The harms that drugs can produce to both individuals and society have been known since ancient times. Because of this, societies have developed a range of initiatives and controls to minimize or reduce these harms, sometimes very efficiently, sometimes with no effect, or even with counterproductive effects. In historical societies, controls were enforced through tradition and peer pressure, while in modern societies action is taken through legislative initiatives and the development of health and social policies to address drug-related problems and try to minimize them (Hellman et al., 2016).

One of the cornerstones of democracy is that laws and policies are launched for the benefit of citizens, but quite often relevant pressure groups are able to lobby in order to promote laws and policies that favour their interests, despite having a negative impact on the population. Unfortunately, this happens in all economical sectors, and addictive products are no exception (Miller et al., 2016).

The need for evidence-based policies is an increasing demand from societies, and the public health field has been a pioneer in this request. Nevertheless, it is quite common to see useless policies remaining unchanged, while other policies with a good evidence base may take a long time to implement. In this chapter we make a critical review of drug policies, focusing on those that have proven effective, and exploring ways in which this effectiveness can be increased.

We take the view that humans have always lived and will continue to live with drugs, and this is why a rational approach to the problem needs to take into account the four areas addressed in this chapter: (1) how legal drugs can be modulated in a free market economy as they are not an ordinary commodity; (2) what the different strategies are that empower citizens to resist or moderate the use of addictive products; (3) what the harm-reduction strategies are that effectively reduce the negative impact of addictive products; and (4) how other policies (outside of direct drug control) may have an impact on the use of drugs and health. Finally, we review the impact global treaties on drugs have had until now and the implications for the future governance of addictions (see Box 6.1).

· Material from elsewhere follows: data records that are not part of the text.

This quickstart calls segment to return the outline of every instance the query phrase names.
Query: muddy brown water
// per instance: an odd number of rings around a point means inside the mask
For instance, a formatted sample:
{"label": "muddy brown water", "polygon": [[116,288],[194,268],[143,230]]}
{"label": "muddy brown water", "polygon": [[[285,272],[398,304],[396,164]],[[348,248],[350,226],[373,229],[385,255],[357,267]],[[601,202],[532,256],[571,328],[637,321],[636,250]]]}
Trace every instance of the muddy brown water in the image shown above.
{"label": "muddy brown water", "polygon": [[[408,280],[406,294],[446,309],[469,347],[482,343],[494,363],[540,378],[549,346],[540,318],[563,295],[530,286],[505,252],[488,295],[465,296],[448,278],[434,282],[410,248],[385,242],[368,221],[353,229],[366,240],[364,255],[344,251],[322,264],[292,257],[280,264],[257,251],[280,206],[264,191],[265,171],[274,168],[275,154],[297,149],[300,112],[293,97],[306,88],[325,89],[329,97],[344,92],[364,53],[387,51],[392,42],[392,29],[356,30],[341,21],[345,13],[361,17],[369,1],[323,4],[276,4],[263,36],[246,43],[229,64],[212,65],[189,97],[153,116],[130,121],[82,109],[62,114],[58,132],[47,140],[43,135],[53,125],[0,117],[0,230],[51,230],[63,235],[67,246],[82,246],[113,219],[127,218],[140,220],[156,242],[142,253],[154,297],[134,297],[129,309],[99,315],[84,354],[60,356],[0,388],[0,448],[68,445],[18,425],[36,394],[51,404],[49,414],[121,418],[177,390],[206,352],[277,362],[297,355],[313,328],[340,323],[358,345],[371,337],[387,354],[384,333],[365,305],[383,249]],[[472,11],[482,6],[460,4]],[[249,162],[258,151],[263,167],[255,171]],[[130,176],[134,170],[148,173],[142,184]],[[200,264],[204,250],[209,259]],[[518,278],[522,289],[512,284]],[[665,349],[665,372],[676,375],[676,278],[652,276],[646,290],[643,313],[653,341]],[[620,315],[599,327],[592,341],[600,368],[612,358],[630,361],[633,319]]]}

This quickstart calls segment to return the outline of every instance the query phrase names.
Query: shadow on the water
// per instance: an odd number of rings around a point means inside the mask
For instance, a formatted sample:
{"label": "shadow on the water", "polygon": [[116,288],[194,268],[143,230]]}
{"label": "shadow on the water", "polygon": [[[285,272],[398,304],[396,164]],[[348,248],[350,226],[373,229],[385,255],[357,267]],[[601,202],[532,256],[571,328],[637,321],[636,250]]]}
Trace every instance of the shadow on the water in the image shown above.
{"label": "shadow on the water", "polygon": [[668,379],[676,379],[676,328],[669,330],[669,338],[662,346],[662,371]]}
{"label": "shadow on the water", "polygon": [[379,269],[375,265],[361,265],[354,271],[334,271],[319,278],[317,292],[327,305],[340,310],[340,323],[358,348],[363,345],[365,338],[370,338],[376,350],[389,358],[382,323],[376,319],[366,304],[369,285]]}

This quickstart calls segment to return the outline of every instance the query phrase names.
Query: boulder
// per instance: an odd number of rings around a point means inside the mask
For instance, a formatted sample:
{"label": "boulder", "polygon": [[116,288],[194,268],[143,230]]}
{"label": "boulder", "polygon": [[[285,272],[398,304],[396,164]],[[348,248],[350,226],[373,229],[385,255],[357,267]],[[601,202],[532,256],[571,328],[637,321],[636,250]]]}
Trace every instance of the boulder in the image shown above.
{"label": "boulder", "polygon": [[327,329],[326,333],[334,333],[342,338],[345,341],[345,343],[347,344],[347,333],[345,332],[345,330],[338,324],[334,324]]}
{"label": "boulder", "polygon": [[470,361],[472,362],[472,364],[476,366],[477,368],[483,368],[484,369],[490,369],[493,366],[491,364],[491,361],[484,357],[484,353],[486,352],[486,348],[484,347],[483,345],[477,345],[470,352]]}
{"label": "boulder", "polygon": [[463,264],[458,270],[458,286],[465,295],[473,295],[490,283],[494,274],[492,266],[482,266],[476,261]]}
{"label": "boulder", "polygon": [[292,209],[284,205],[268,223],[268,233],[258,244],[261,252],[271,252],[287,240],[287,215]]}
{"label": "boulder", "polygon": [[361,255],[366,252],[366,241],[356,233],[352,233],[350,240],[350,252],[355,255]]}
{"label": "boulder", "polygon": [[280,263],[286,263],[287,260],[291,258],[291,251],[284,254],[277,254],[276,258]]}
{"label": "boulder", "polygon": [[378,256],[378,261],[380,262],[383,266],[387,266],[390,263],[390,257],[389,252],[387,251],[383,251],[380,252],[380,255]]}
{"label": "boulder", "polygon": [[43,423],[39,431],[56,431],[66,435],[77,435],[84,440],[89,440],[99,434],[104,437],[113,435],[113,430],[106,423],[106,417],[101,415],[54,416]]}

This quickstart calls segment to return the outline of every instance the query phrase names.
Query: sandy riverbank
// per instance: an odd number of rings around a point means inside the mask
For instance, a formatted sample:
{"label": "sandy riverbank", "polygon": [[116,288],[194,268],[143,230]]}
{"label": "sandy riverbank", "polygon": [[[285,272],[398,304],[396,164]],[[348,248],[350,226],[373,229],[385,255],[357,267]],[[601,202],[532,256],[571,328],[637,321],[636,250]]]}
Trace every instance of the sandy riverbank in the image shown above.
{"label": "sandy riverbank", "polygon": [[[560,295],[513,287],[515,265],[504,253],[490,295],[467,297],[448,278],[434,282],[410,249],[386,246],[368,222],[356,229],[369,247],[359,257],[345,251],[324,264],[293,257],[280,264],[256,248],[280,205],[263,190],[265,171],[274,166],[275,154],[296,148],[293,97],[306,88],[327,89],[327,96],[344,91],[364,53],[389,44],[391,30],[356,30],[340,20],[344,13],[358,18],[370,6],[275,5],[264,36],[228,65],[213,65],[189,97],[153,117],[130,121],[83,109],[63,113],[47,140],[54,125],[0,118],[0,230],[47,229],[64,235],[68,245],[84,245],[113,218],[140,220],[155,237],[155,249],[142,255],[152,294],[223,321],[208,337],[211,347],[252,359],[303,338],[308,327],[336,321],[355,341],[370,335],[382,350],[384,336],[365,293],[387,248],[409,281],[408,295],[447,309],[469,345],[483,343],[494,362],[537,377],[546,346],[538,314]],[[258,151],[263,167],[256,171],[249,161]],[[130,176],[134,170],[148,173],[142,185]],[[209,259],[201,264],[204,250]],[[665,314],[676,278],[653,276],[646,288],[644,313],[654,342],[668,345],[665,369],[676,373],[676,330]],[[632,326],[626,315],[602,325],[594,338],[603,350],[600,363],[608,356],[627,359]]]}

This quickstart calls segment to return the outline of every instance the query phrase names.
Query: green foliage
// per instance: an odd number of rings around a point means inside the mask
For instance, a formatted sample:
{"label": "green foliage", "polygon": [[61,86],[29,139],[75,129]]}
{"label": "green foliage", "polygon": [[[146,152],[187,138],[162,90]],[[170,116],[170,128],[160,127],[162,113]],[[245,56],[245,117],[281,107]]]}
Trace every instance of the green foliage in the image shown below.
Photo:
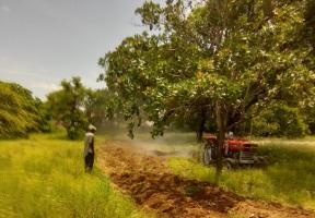
{"label": "green foliage", "polygon": [[[224,170],[220,186],[240,195],[265,201],[315,208],[315,150],[302,145],[270,144],[259,148],[270,161],[266,169]],[[185,159],[171,158],[168,166],[176,174],[213,183],[215,170]]]}
{"label": "green foliage", "polygon": [[100,60],[131,132],[145,117],[153,136],[163,134],[200,109],[224,132],[272,99],[303,99],[314,89],[314,48],[301,37],[306,1],[189,2],[145,2],[137,13],[155,32],[124,39]]}
{"label": "green foliage", "polygon": [[257,136],[301,137],[307,133],[305,118],[298,108],[272,104],[253,120],[253,134]]}
{"label": "green foliage", "polygon": [[81,143],[58,137],[0,142],[1,217],[150,217],[98,169],[84,173]]}
{"label": "green foliage", "polygon": [[62,81],[61,87],[62,89],[47,96],[47,107],[52,119],[67,130],[68,137],[77,140],[83,135],[88,125],[84,113],[88,90],[80,77]]}
{"label": "green foliage", "polygon": [[32,131],[48,131],[42,105],[21,85],[0,82],[0,138],[25,137]]}

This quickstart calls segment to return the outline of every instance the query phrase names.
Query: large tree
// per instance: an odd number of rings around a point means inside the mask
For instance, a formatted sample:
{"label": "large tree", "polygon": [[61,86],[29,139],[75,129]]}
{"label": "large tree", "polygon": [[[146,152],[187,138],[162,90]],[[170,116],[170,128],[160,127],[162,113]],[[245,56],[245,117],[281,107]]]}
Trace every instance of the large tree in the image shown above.
{"label": "large tree", "polygon": [[[296,99],[314,89],[301,38],[306,1],[147,1],[137,13],[153,29],[124,39],[100,60],[103,78],[124,101],[132,128],[142,112],[153,136],[183,114],[206,110],[218,128],[218,179],[226,131],[271,100]],[[102,77],[102,76],[101,76]]]}

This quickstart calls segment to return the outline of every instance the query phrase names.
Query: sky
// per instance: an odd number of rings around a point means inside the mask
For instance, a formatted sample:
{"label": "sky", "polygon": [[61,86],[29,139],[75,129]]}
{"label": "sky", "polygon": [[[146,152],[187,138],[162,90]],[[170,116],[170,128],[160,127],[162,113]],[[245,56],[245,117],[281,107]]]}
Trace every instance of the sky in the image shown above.
{"label": "sky", "polygon": [[[162,0],[161,0],[162,1]],[[45,96],[62,78],[97,83],[100,57],[144,27],[135,14],[144,0],[0,0],[0,81]]]}

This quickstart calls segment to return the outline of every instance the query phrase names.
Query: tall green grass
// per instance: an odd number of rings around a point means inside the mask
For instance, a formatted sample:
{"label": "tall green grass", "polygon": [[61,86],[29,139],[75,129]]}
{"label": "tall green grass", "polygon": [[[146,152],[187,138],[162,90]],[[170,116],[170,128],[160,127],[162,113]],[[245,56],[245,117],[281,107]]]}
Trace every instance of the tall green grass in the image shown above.
{"label": "tall green grass", "polygon": [[[315,209],[315,149],[310,146],[261,146],[270,165],[264,169],[224,170],[220,186],[240,195]],[[173,172],[214,182],[214,168],[192,159],[170,158]]]}
{"label": "tall green grass", "polygon": [[54,135],[0,141],[0,217],[148,217],[97,169],[84,173],[82,142]]}

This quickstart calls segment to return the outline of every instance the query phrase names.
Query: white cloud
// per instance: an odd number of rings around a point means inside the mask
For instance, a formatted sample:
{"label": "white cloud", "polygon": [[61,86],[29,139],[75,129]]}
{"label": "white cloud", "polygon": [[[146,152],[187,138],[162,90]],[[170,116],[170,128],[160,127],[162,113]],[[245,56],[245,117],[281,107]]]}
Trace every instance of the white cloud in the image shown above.
{"label": "white cloud", "polygon": [[47,83],[47,82],[34,82],[31,84],[32,88],[43,89],[45,92],[55,92],[59,90],[61,87],[56,85],[55,83]]}
{"label": "white cloud", "polygon": [[1,7],[0,7],[0,11],[10,13],[12,10],[11,10],[8,5],[1,5]]}

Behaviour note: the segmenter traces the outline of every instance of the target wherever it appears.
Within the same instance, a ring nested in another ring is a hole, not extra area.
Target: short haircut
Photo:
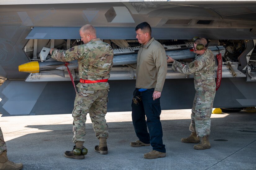
[[[205,38],[200,37],[195,40],[194,43],[195,44],[203,44],[205,46],[205,48],[208,47],[208,46],[206,46],[206,45],[207,45],[208,44],[208,41],[207,41],[207,39]]]
[[[137,31],[140,28],[144,34],[147,32],[151,35],[151,27],[147,22],[144,22],[138,24],[136,27],[135,30]]]
[[[79,31],[82,31],[84,34],[96,35],[96,30],[92,25],[89,24],[85,25],[81,27]]]

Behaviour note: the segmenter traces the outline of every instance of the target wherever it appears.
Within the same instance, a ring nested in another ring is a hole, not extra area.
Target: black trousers
[[[139,92],[142,100],[137,106],[132,102],[132,123],[136,134],[140,141],[145,143],[150,143],[153,150],[165,153],[165,146],[163,144],[163,130],[160,122],[160,98],[153,100],[154,90],[154,89],[151,89]]]

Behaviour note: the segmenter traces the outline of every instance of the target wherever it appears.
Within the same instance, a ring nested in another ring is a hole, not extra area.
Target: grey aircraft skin
[[[222,66],[222,70],[227,71],[222,72],[214,107],[256,106],[256,82],[251,77],[255,75],[256,61],[250,60],[256,40],[256,2],[43,1],[0,2],[0,78],[6,79],[0,86],[0,113],[3,116],[70,113],[75,94],[70,78],[54,76],[58,75],[56,70],[34,74],[20,72],[19,66],[40,61],[38,55],[43,47],[67,49],[81,43],[79,31],[85,24],[95,27],[97,37],[114,48],[130,48],[131,43],[136,43],[135,27],[144,21],[151,26],[152,37],[168,46],[167,54],[171,52],[171,43],[191,41],[195,36],[210,40],[210,46],[221,46],[219,40],[241,40],[243,51],[231,64],[235,71],[231,72],[226,65]],[[122,46],[118,42],[129,44]],[[235,47],[240,44],[233,44]],[[181,53],[191,49],[188,47],[174,49]],[[228,47],[225,47],[230,52]],[[222,53],[222,56],[225,53]],[[124,55],[134,54],[136,50]],[[160,99],[162,109],[191,108],[195,92],[193,76],[186,77],[168,66]],[[125,69],[128,73],[119,74]],[[234,72],[236,76],[232,74]],[[64,77],[67,74],[66,71]],[[108,111],[131,110],[135,79],[134,67],[124,64],[113,68],[109,81]]]

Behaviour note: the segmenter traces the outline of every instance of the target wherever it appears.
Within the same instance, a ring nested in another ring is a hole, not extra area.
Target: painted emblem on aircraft
[[[98,10],[95,10],[96,8],[88,8],[86,10],[83,11],[84,15],[83,14],[82,15],[85,21],[88,20],[89,22],[91,22],[99,12]]]
[[[0,63],[2,65],[12,63],[16,60],[14,43],[5,39],[0,39]]]

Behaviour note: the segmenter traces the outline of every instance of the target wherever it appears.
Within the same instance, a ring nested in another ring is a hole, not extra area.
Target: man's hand
[[[159,98],[161,97],[161,92],[159,91],[154,91],[153,93],[153,100]]]
[[[55,48],[52,48],[51,49],[51,50],[50,50],[50,54],[51,55],[52,55],[52,51],[53,51],[55,49]]]
[[[167,59],[167,63],[173,63],[173,62],[175,61],[175,59],[174,59],[173,58],[168,55],[166,55],[166,57],[168,57],[168,59]]]

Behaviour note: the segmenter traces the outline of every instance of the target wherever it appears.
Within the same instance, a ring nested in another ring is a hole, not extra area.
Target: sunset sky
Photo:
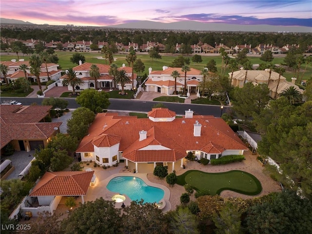
[[[50,25],[151,20],[312,27],[308,0],[0,0],[1,17]]]

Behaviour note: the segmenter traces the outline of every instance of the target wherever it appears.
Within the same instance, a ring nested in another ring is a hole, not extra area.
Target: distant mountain
[[[5,19],[5,18],[0,18],[0,23],[17,23],[20,24],[35,24],[34,23],[31,23],[30,22],[28,22],[26,21],[25,22],[23,20],[14,20],[13,19]]]
[[[138,20],[130,23],[105,26],[118,28],[137,28],[149,29],[201,30],[212,31],[242,32],[289,32],[292,33],[311,33],[312,28],[303,26],[273,26],[269,25],[240,25],[219,23],[202,23],[195,21],[183,21],[173,23],[161,23],[148,20]]]

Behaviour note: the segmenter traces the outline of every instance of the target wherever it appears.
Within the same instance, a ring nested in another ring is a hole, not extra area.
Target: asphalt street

Box 6.1 Key elements of a rational drug policy

Humans have always lived with drugs, and this is why a rational drug policy needs to take into account four key aspects: (1) effective regulation of legal drugs in a free market; (2) strategies that empower citizens to resist or moderate the use of addictive products; (3) harm-reduction strategies that reduce the negative effect of addictive products; and (4) policies (outside of direct drug control) that have an impact on the use of drugs and well-being.